All fields except GUESSER_CONFIG are required.

  • Which SSL fields are required depends on certificate type and issuer therefore not all certificates will require SSL_CA. When using Letsencrypt or similar free certificate ensure that certificate is automatically updated upon expiration (in case of Letsencrypt every 3 months).
  • DATABASE_CACHE_TIME determines how long is data stored by bot so it could be retrieved translated.
  • If GUESSER_CONFIG is provided it will use given file for language guesser configuration.

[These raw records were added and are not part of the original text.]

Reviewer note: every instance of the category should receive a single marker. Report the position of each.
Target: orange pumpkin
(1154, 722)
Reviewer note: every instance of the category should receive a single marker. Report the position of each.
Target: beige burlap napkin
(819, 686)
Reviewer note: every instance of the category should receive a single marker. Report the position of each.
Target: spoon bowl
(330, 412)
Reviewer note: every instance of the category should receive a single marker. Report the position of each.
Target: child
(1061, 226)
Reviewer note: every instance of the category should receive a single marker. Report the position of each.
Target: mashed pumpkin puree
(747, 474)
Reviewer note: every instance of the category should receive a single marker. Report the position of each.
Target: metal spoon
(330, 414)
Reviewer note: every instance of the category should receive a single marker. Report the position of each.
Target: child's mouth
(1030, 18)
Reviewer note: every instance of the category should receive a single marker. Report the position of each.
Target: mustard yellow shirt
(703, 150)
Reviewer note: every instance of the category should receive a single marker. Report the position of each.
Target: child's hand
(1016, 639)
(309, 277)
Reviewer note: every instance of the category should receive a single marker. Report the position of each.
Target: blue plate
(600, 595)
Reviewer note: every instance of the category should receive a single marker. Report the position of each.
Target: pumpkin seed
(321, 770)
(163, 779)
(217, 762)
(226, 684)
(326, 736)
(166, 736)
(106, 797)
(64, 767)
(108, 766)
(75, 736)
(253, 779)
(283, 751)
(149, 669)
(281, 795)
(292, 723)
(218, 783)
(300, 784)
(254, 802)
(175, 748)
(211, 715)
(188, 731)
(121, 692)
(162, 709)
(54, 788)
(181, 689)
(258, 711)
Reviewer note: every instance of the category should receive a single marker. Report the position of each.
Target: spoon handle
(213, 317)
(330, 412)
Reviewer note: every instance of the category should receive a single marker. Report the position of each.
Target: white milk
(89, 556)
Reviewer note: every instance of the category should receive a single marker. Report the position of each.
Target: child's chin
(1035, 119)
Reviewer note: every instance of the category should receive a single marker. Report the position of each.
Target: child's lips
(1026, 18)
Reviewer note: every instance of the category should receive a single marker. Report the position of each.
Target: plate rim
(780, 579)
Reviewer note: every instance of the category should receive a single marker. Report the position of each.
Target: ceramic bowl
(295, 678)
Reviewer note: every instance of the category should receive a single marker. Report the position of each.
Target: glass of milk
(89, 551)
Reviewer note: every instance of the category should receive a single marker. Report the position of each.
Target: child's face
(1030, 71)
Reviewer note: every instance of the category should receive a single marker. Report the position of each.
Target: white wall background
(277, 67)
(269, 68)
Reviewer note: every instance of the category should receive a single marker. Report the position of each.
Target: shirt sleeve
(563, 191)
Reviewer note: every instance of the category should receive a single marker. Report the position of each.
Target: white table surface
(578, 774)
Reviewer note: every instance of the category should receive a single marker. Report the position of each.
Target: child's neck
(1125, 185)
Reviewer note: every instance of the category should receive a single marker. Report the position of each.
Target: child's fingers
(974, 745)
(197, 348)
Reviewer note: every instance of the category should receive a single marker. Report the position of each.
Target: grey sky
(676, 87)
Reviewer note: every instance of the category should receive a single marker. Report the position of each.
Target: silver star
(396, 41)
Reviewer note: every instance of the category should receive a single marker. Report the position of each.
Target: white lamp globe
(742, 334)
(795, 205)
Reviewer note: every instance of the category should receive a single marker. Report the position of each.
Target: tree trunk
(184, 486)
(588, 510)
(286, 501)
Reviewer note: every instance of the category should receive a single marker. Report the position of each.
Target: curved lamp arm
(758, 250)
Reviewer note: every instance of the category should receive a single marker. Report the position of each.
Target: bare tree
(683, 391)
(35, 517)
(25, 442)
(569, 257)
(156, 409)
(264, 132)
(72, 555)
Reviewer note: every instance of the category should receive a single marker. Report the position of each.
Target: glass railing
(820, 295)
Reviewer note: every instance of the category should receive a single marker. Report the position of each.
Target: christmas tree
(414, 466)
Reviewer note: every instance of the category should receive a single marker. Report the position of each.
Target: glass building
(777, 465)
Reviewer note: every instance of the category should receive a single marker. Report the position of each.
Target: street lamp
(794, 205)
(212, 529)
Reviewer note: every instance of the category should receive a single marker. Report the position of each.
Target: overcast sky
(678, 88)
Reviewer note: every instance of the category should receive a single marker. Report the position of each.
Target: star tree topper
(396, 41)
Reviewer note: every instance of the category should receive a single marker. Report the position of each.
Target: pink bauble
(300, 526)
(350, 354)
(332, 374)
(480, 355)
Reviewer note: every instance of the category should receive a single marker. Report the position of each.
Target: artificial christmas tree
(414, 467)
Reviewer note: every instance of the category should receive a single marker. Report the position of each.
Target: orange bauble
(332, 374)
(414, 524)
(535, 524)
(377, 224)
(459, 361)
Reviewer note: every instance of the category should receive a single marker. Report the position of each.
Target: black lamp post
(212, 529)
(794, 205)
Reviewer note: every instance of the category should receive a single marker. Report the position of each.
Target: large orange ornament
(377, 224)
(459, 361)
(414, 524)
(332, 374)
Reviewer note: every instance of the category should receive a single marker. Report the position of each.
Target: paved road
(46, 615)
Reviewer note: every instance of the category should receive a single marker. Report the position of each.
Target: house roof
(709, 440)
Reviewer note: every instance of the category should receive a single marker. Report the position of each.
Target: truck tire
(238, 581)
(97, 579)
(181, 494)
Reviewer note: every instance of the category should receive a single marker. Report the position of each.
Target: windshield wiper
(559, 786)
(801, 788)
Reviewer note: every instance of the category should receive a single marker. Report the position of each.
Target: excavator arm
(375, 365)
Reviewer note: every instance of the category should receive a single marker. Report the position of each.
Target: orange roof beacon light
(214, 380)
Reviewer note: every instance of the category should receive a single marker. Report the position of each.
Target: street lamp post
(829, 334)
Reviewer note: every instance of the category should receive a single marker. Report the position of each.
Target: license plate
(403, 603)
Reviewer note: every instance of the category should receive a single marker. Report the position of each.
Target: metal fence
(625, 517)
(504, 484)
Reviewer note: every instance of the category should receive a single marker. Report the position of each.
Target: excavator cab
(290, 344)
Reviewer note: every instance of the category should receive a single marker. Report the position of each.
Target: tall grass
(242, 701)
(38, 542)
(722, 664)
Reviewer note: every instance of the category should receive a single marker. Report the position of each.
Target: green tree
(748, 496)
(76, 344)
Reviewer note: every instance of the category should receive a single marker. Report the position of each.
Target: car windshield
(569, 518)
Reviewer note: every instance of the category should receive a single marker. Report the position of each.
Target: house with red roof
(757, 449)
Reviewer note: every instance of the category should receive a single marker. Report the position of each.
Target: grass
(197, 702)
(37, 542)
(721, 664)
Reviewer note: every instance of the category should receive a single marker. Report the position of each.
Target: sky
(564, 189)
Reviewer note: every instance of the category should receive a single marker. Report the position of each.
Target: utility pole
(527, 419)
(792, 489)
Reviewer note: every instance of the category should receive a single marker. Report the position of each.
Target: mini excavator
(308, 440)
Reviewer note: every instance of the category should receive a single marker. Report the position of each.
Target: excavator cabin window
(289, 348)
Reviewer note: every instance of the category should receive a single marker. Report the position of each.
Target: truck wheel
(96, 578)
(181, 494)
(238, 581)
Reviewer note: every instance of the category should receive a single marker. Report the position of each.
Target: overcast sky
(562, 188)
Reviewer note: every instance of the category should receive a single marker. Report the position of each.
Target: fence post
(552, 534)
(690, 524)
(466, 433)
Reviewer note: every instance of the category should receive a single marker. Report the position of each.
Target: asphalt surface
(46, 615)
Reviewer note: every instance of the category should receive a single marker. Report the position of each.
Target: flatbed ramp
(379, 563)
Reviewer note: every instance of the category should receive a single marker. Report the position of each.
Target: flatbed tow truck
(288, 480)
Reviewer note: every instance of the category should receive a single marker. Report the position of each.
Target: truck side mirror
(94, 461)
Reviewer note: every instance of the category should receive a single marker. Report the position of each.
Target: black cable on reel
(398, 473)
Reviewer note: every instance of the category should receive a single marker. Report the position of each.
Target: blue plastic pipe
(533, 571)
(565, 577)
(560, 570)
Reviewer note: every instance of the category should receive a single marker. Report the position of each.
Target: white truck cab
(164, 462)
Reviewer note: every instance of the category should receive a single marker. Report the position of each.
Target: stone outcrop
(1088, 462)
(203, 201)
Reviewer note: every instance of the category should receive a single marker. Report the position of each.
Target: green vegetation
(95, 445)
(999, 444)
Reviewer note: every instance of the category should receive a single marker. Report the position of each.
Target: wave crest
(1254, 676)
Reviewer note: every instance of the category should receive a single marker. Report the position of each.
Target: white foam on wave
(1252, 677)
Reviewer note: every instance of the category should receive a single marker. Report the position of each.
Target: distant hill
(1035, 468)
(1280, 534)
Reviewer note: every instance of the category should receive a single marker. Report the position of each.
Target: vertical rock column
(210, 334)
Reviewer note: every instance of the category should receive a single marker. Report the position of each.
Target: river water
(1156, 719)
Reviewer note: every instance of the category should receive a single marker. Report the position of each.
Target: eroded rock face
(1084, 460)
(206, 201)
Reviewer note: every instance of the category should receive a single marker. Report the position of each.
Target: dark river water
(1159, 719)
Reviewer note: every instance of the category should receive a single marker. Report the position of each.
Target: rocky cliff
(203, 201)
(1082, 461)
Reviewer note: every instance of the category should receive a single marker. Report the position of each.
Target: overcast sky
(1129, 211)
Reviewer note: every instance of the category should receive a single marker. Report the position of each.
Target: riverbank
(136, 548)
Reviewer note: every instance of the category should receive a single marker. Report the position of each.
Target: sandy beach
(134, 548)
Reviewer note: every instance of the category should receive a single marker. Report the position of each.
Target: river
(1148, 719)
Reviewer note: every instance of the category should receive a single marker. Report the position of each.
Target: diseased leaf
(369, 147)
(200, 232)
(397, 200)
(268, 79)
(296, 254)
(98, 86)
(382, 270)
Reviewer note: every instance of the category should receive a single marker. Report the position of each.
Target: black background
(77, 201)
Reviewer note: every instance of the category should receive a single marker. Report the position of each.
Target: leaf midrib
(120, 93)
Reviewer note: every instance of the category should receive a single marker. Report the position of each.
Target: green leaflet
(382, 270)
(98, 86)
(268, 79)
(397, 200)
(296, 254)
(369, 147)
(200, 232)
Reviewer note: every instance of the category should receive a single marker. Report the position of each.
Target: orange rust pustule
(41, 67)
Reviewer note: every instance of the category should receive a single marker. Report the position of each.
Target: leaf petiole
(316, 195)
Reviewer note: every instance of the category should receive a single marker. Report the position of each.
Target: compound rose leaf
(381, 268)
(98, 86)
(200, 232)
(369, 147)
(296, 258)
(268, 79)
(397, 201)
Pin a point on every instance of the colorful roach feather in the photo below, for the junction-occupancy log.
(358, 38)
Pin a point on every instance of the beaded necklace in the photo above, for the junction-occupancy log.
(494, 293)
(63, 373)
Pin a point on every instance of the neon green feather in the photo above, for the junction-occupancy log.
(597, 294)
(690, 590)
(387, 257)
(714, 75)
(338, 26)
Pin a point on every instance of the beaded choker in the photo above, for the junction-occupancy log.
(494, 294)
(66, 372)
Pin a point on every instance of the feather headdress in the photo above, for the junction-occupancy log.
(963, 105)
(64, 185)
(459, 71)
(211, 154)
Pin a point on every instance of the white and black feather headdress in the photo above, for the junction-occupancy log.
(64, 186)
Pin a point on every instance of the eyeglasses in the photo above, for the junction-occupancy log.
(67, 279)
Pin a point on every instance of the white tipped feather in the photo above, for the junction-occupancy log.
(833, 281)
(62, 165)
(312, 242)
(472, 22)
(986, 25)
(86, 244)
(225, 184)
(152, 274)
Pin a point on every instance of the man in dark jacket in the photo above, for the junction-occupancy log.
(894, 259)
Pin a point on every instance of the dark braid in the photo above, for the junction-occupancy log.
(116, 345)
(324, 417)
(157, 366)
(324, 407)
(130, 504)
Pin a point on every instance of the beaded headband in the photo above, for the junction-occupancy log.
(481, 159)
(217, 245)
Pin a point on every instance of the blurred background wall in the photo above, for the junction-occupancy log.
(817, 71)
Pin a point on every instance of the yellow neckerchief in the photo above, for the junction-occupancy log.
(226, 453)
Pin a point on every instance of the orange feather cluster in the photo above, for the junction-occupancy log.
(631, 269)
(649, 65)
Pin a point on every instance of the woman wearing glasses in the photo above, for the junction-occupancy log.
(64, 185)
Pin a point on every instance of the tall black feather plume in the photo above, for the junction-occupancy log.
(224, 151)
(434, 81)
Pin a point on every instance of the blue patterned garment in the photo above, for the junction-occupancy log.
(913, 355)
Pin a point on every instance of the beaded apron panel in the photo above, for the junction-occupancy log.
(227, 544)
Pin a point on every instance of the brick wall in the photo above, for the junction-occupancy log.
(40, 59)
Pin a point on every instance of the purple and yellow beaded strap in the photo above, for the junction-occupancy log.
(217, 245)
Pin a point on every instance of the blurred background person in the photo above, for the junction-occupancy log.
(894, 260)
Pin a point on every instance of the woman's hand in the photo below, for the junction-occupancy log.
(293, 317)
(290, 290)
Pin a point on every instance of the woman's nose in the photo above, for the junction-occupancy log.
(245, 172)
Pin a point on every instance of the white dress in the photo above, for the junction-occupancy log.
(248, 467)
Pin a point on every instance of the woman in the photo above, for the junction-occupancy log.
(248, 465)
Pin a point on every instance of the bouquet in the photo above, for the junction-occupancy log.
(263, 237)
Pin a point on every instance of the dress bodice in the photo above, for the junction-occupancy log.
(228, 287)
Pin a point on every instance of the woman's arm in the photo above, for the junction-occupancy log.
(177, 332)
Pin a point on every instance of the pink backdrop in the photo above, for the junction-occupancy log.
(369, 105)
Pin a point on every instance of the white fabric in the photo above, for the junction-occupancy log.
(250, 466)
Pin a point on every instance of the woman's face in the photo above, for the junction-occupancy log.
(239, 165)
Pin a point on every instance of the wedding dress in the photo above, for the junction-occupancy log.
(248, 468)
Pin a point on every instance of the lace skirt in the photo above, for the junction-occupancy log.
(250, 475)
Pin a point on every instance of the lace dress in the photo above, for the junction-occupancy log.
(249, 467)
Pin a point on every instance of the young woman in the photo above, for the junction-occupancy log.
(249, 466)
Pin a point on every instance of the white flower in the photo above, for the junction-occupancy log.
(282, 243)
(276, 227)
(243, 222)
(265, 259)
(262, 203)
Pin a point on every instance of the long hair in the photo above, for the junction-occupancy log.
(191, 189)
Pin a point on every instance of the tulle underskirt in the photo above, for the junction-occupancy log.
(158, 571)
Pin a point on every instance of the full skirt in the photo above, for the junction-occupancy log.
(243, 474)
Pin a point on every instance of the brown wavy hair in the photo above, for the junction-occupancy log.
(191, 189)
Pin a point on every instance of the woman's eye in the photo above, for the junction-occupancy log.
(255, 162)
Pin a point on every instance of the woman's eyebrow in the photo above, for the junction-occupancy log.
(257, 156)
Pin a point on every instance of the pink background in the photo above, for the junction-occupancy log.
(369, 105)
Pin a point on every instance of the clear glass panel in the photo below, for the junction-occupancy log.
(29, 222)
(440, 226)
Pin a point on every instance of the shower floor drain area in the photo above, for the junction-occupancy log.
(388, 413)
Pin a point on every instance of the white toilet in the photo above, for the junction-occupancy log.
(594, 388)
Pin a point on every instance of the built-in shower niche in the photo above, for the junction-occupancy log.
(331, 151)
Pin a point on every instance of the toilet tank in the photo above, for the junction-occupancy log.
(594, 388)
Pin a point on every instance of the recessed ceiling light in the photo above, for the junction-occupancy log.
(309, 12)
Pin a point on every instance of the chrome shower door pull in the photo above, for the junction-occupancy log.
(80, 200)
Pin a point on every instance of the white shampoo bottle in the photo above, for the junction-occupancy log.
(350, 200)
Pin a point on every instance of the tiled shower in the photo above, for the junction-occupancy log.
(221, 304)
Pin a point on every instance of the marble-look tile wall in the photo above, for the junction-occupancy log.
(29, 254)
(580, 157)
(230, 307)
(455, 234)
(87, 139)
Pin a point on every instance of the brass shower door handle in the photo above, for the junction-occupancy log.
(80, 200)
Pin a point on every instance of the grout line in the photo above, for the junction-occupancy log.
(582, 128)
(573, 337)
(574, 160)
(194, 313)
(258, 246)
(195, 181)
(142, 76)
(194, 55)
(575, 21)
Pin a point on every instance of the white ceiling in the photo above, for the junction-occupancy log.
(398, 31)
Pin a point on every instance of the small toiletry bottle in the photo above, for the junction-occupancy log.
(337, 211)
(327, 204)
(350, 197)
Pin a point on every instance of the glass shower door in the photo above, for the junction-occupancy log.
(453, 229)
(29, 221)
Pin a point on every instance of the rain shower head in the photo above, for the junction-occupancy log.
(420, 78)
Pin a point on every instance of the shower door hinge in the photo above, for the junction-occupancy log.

Language guesser is part of translation part of bot that attempts to detect language rather than sending it to Translator API for detection. In many cases, language can be detected from sentence using just common language-specific words or letters. To use it, GUESSER_CONFIG variable needs to be defined and given file should contain valid JSON file. Following is an example of one such configuration that enables distinction between Croatian and English language.

{
  "languages": [
    {
      "code": "hr",
      "words": ["kaj", "ili", "je", "da", "jel", "si", "mi", "na", "sam",
              "su", "se", "smo", "ali", "te", "nas", "naš", "nasi", "naši",
              "nase", "naše", "kada", "koji", "zasto", "zašto", "sve", "sta",
              "šta", "radi", "jucer", "jučer", "danas", "sutra", "nego", "vec",
              "već", "ce", "će", "cu", "ću", "ovo", "ak", "ako", "naime", "samo"
      ],
      "letters": ["ć", "č", "š", "ž", "đ"]
    },
    {
      "code": "en",
      "words": ["the", "be", "to", "of", "and", "in", "that", "have", "it",
              "for", "not", "on", "with", "he", "you", "at", "this", "but",
              "his", "by", "from", "they", "we", "say", "her", "she", "or",
              "an", "will", "my", "all", "would", "there", "their", "what",
              "so", "up", "if", "about", "who", "get", "which", "go",
              "when", "make", "can", "like", "time", "just", "him", "know"
      ]
    }
  ],
  "threshold": 0.1
}

When choosing words and letters only use those that are mutually language exclusive.

Running bot

After creating required configuration on the server simply start it as a daemon. Probably the easiest way to do it is using forever package. If you are experiencing problems, make sure that process has appropriate permissions to access SSL certificates and that firewall isn't blocking given port (some cloud providers require special ports to be manually allowed in their control panel).